The Alberta Institute for Wildlife Conservation (AIWC) is looking to plan ahead for what is typically an expensive spring and summer, with its eighth annual Wildlife Baby Shower – an online fundraising effort and an in-person collection of needed supplies.
AIWC has been providing rehabilitation of injured and orphaned wildlife since 1993. In 2018, the organization treated around 1,066 wild animals, with a large part of those efforts happening in the spring and summer.
“It's hugely important that we actually have the funds ready and available for when the baby animals do come in,” said Katrina Jansen, AIWC’s education and community engagement co-ordinator. “We're really happy with the way the fundraising has been going so far, and people have been so generous.”
On top of the online fundraising and in-person donations, AIWC will also be giving a series of talks throughout the spring and summer. Each month will showcase a different topic.
The first in the series is called Baby Boom, and will take place at the facility May 11. The talk will explore the admission of dozens of animals per day to the hospital, and will highlight some of the individual care staff and volunteers give to the animals.
“If people would like to come and see the hospital and actually learn a bit more about what we do, we're doing these onsite talks once per month,” Jansen said.
From May until August, AIWC’s wildlife hospital usually sees the majority of its patients; according to Jansen, the hospital can have upwards of 300 animals in its care throughout the spring and summer. She added the facility has already experienced a baby boom in the form of baby hares.

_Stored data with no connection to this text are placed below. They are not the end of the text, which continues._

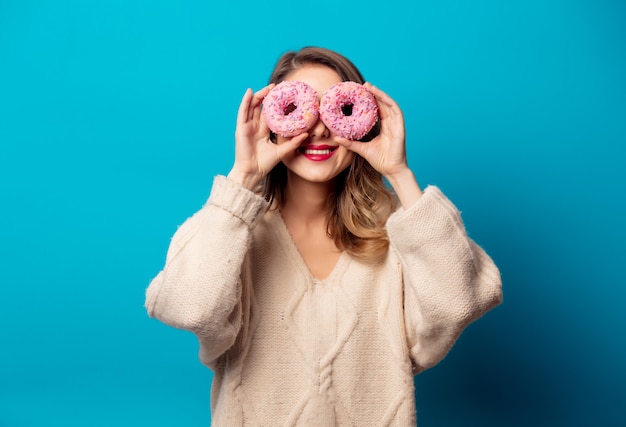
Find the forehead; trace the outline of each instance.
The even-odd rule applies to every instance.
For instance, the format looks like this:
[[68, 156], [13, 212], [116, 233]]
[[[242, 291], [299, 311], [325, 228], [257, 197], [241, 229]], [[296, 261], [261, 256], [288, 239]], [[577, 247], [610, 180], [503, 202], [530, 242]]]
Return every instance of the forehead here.
[[311, 86], [318, 96], [335, 83], [343, 81], [332, 68], [319, 64], [307, 64], [289, 73], [285, 80], [298, 80]]

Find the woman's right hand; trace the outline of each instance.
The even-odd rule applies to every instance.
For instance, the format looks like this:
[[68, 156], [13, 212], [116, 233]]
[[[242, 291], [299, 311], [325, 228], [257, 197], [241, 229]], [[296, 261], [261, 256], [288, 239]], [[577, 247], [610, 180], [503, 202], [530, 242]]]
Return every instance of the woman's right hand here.
[[271, 84], [254, 94], [251, 89], [246, 90], [237, 113], [235, 164], [228, 178], [249, 190], [254, 190], [261, 179], [308, 136], [305, 132], [280, 145], [270, 140], [270, 130], [261, 114], [261, 103], [273, 87]]

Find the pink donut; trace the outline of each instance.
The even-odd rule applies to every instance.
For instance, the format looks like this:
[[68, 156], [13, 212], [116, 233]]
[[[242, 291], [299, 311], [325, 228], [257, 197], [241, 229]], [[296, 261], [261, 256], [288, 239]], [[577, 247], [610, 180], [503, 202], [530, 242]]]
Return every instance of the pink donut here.
[[378, 120], [378, 105], [365, 86], [355, 82], [334, 84], [322, 95], [320, 118], [336, 135], [363, 138]]
[[317, 121], [317, 92], [304, 82], [285, 80], [265, 96], [262, 112], [272, 132], [287, 138], [299, 135]]

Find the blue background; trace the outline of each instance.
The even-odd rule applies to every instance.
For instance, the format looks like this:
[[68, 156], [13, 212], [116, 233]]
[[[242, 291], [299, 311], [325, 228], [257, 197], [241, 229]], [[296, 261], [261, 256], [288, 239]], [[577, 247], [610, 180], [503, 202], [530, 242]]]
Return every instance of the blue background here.
[[245, 89], [305, 45], [397, 100], [419, 182], [502, 272], [417, 377], [420, 426], [624, 422], [623, 1], [2, 0], [0, 426], [209, 424], [196, 341], [144, 290]]

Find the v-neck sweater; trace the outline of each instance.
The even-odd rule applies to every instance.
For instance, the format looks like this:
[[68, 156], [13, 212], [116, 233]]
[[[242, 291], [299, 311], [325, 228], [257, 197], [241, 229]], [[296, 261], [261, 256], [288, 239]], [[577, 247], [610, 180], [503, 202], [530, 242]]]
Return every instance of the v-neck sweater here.
[[215, 426], [414, 426], [413, 376], [502, 299], [500, 274], [434, 186], [386, 224], [378, 262], [309, 271], [280, 213], [217, 176], [146, 291], [214, 372]]

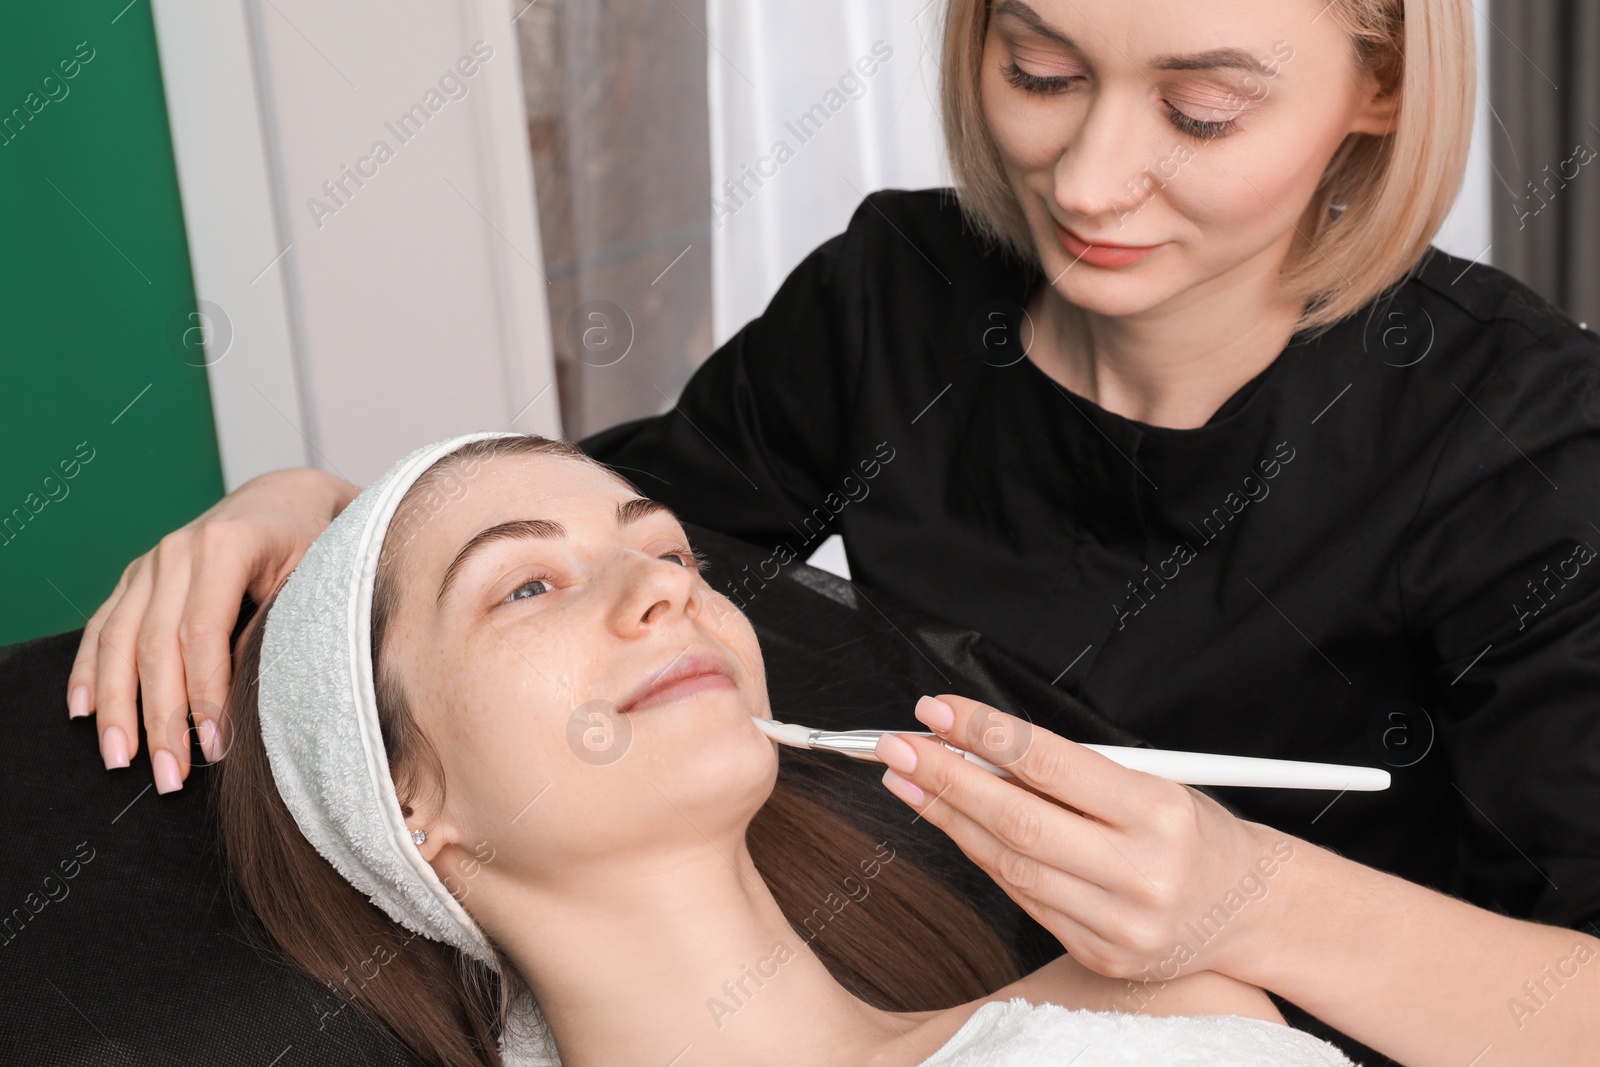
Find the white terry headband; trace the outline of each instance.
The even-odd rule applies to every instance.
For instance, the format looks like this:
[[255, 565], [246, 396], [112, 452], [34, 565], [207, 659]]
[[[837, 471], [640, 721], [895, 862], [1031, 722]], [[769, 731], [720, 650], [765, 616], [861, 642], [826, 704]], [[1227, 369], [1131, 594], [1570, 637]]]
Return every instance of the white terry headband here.
[[[426, 445], [362, 490], [278, 590], [258, 676], [272, 777], [306, 840], [395, 922], [490, 967], [497, 962], [483, 931], [423, 859], [395, 795], [373, 691], [372, 588], [384, 534], [417, 478], [468, 442], [521, 436], [488, 431]], [[510, 1067], [558, 1065], [532, 997], [516, 975], [501, 978], [520, 990], [502, 1058]]]

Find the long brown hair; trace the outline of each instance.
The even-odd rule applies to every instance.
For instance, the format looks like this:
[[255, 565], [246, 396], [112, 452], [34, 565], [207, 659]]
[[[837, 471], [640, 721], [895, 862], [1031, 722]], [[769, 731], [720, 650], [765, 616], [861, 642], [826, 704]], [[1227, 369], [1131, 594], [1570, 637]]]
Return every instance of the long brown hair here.
[[[478, 462], [526, 454], [593, 462], [572, 445], [533, 435], [470, 442], [413, 484], [397, 523], [425, 511], [429, 494], [450, 495], [441, 487], [465, 485], [452, 479], [470, 477]], [[374, 584], [372, 655], [390, 773], [409, 812], [418, 783], [442, 789], [444, 779], [437, 752], [382, 656], [398, 603], [390, 539], [399, 528], [392, 525], [385, 538]], [[272, 601], [250, 620], [235, 653], [231, 744], [213, 793], [232, 888], [242, 897], [237, 902], [259, 918], [277, 951], [391, 1028], [428, 1063], [500, 1067], [496, 1046], [509, 1007], [507, 983], [465, 953], [413, 935], [368, 901], [306, 841], [278, 793], [261, 740], [256, 687], [262, 623]], [[874, 865], [872, 907], [825, 907], [842, 886], [861, 881], [862, 858], [874, 855], [875, 843], [782, 773], [751, 821], [746, 843], [797, 935], [841, 985], [869, 1004], [888, 1011], [953, 1007], [1019, 977], [1015, 957], [995, 933], [908, 857]], [[495, 956], [511, 973], [498, 946]], [[919, 966], [891, 962], [905, 959]]]

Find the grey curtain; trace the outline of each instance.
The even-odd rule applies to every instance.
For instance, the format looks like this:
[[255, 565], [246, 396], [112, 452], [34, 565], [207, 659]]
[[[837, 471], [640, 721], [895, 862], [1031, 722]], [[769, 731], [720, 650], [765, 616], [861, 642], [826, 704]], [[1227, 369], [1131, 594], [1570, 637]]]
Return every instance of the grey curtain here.
[[666, 410], [711, 354], [705, 7], [510, 0], [574, 440]]
[[1600, 3], [1489, 6], [1489, 259], [1600, 329]]

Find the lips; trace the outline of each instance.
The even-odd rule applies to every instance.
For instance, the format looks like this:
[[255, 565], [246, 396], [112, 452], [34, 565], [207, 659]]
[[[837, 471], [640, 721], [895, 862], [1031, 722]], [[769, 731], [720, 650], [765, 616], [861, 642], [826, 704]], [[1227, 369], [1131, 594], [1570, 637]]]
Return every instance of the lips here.
[[734, 688], [733, 672], [720, 658], [706, 652], [677, 656], [651, 671], [621, 706], [624, 712], [665, 704], [697, 693]]
[[[1054, 222], [1054, 220], [1051, 220]], [[1055, 222], [1056, 237], [1075, 262], [1092, 267], [1126, 267], [1144, 259], [1161, 245], [1119, 245], [1103, 241], [1086, 241], [1076, 233]]]
[[1093, 245], [1096, 248], [1129, 248], [1129, 249], [1143, 250], [1143, 249], [1154, 248], [1155, 247], [1155, 245], [1125, 245], [1125, 244], [1119, 244], [1116, 241], [1090, 240], [1087, 237], [1080, 237], [1078, 235], [1078, 231], [1077, 230], [1068, 230], [1065, 226], [1063, 226], [1061, 228], [1063, 230], [1067, 230], [1067, 233], [1070, 234], [1071, 236], [1076, 237], [1080, 243], [1086, 244], [1086, 245]]

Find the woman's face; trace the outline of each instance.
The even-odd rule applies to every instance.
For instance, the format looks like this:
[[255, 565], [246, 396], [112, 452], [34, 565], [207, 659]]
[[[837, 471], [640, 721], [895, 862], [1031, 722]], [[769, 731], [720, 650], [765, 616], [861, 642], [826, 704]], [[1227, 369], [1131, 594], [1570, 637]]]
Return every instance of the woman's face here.
[[771, 716], [761, 652], [673, 514], [558, 456], [479, 462], [458, 484], [425, 519], [396, 516], [385, 564], [402, 592], [384, 667], [446, 785], [410, 822], [446, 885], [470, 891], [477, 860], [491, 881], [570, 885], [742, 837], [777, 773], [750, 721]]
[[1346, 135], [1389, 128], [1325, 4], [995, 0], [983, 111], [1061, 296], [1136, 315], [1275, 274]]

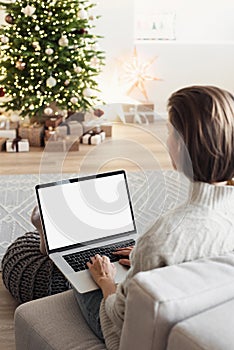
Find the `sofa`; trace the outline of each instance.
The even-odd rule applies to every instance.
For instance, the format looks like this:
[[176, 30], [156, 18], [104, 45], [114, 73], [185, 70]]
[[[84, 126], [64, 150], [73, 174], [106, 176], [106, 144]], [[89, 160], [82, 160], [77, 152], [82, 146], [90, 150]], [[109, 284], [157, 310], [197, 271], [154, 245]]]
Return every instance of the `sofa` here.
[[[131, 281], [120, 350], [234, 349], [234, 254], [141, 272]], [[104, 350], [73, 291], [15, 312], [16, 350]]]

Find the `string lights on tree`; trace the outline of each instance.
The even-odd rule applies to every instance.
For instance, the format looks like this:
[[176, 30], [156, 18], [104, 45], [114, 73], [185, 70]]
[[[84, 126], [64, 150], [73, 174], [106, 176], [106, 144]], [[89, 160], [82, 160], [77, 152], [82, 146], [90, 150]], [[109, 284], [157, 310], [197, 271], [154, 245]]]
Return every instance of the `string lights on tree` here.
[[[86, 110], [97, 103], [95, 77], [104, 64], [89, 0], [0, 1], [1, 107], [22, 116], [45, 113], [51, 103]], [[1, 97], [1, 96], [0, 96]]]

According to an AIWC press release, the facility’s costs can range from $100 to more than $1,000 per animal. Jansen said these expenses are associated with a number of factors that must be met in order for the hospital to rehabilitate wildlife.
“For instance, a baby bird that comes in will actually need feeding every 15 minutes from sunrise to sunset,” she said. “Last year, we went through roughly 40,000 mealworms per week during the baby-bird season.”
According to the AIWC website, more than 30,000 mealworms – enough to feed nestling and fledging songbirds – costs around $565 each week.
The organization has not yet met its $15,000 fundraising goal, Jansen said, but there are a number of ways people can contribute to the Wildlife Baby Shower efforts.
“We are happy to take donations in many different forms,” she said. “If people aren't comfortable giving us money through the online form, we can [accept] the cash donations at the hospital. We're also happy to take any items on our wish list, as well.”
AIWC’s updated wish list can be found on the organization’s website by clicking on the ‘Support us’ tab and navigating to the ‘Wishlist.’ People are also encouraged to make cash donations online to support AIWC’s efforts.
Tickets to the monthy talks are available for $15 per person on the website under 'upcoming events.' Directions to the facility's location can also be found on the site.